IL PRINCIPIO GIURIDICO DEL DIVIETO
D’INVENTARSI UNIVERSITA’, SCUOLE E TITOLI ACCADEMICI
Questi principi giuridici nel campo grafologico
forense, vanno applicati, al di là del fatto che Rolando Marchesan
nell'istruttoria ha precisato (e gli si può pure credere) che "lui non
ha mai promesso a nessuno che i suoi titoli avessero valore
legale". Questa disposizione afferma principi che vanno ben oltre ed è,
proprio per questo, a dir poco, illuminante.
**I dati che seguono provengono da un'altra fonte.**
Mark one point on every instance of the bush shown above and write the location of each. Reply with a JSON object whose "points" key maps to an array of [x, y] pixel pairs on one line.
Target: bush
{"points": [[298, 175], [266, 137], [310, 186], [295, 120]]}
Gli avvocati ed i giudici non possono dare per scontato che il
grafologo è un laureato o diplomato o, a prescindere, che è istruito e
competente. E' questo il vero problema di fondo. Dietro il diploma
post-laurea mi è capitato la sventura d’incontrare la perito-casalinga
con la quinta elementare, ma dietro la perito-casalinga, chi c’è? A chi
potrebbe giovare l'incompetenza? Non bisogna essere criminologi per
capire, quindi, che l'Autorità Garante, ancora una volta, ha fatto bene
a mettere il dito sulla patologia dei titoli fasulli (di cui si è più
volte occupata nelle varie discipline e indirizzo).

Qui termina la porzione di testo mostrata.